In another aspect, a control 80 for the laboratory and/or liquid handler may be provided. The control 80 may include a controller 110A,110B with a processor and memory 112A,114A,112B,114B which may execute a computer program allowing the user the ability to associate data with a storage module described above and/or each individual tube stored in the storage module described above. The control 80 may include a controller 110A that is integral with the liquid handler 12, a control system 110B of the laboratory 82 or a network 116 in communication with the liquid handler controller 110A and/or laboratory control 110B. A user interface 118 may be provided to interface with the controller 110A of the liquid handler locally at the liquid handler 12, the control 110B of the laboratory facility 82 and/or the network 116 in communication with the liquid handler controller 110A and/or laboratory control 110B. The processor and the memory 112A,112B,114A,114B may be resident locally at the liquid handler 12, computer systems associated with the laboratory 82, or distributed via the network 116, including a cloud based system. The memory 114A,114B may include a database configured to store data structures that are associated together. The processor may executed instructions to allow the user to create, store and delete a plurality of definitions associated with storage modules 10 as described above. For instance, the computer program may allow the user to: (i) record the placement of particular reagent tubes in each storge module, (ii) name each reagent tube in the storage module, including associating a volume, a contents description, and/or an expiration date of each reagent placed inside a particular reagent tube of each storage module; (iii) create, store and delete a plurality of reagent mix definitions referencing the reagents previously defined within the storage module definitions; and/or (iv) upon user request, produce a list of commands to the liquid handler to cause the liquid handler to draw the reagents out of a plurality of storage modules and mix them in a sequence and proportions specified in the reagent mix definition.

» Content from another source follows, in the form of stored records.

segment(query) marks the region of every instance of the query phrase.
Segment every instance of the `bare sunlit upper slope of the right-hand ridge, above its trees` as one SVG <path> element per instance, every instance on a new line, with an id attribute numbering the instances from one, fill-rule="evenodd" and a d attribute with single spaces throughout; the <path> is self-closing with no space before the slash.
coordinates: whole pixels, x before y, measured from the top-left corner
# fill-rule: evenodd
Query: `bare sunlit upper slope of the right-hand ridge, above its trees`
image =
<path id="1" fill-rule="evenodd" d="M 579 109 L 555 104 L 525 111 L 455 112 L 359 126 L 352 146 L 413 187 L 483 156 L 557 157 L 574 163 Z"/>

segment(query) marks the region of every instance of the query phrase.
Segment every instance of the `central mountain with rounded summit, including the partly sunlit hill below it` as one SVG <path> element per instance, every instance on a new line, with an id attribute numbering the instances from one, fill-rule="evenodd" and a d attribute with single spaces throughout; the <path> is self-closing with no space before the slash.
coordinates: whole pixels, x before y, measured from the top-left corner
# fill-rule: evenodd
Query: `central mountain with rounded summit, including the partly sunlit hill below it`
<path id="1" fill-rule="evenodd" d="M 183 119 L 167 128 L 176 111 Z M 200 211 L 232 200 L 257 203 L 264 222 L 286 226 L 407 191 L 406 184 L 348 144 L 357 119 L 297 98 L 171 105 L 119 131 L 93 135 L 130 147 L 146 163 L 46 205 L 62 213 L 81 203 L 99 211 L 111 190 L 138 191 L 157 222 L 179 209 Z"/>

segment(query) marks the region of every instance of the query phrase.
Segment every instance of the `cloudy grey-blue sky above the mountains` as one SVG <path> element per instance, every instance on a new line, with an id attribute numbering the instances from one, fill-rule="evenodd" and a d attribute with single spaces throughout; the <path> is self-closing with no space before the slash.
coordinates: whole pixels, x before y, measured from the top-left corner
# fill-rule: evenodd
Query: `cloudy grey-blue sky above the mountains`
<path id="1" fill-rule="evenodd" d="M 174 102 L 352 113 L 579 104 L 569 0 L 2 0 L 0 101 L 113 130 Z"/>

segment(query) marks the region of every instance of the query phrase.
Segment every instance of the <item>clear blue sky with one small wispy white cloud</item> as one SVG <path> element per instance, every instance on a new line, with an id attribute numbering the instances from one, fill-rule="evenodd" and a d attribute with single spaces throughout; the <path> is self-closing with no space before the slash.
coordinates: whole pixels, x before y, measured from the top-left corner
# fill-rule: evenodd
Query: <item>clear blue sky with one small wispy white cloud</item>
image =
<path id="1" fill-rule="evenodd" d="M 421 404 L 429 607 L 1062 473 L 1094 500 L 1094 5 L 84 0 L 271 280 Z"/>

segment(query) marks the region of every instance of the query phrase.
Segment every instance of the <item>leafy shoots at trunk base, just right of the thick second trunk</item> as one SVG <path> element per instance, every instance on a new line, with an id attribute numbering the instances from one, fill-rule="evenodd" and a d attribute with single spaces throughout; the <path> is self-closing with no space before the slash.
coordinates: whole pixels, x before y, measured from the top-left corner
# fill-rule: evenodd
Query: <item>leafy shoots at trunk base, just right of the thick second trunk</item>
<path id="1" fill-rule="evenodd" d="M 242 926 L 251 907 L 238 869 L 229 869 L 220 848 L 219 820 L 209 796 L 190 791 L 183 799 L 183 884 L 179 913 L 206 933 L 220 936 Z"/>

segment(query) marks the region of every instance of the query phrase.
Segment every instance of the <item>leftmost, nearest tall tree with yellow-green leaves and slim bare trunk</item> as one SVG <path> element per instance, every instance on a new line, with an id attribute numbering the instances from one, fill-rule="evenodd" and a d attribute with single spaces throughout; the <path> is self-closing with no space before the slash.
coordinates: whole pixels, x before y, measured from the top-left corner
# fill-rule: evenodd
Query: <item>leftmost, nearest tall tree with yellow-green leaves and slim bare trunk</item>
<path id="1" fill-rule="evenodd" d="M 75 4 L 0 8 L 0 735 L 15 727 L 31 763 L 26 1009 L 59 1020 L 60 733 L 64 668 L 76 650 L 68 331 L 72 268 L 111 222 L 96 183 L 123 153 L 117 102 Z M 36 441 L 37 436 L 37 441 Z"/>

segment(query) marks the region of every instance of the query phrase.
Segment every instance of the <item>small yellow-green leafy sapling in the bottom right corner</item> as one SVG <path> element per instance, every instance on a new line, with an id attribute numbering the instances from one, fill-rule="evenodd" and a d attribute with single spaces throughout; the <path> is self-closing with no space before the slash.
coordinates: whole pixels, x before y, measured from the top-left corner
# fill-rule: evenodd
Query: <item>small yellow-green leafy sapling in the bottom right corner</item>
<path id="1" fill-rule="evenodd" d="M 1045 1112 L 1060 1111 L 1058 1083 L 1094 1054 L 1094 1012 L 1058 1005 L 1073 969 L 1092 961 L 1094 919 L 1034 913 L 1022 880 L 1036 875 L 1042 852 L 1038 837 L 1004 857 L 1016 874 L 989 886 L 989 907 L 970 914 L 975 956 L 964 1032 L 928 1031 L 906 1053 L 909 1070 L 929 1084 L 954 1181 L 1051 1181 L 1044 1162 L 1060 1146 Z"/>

Further embodiments can be envisioned by one of ordinary skill in the art after reading this disclosure. In other embodiments, combinations or sub-combinations of the above-disclosed invention can be advantageously made. The example arrangements of components are shown for purposes of illustration and it should be understood that combinations, additions, re-arrangements, and the like are contemplated in alternative embodiments of the present invention. Thus, various modifications and changes may be made thereunto without departing from the broader spirit and scope of the invention as set forth in the claims and that the invention is intended to cover all modifications and equivalents within the scope of the following claims.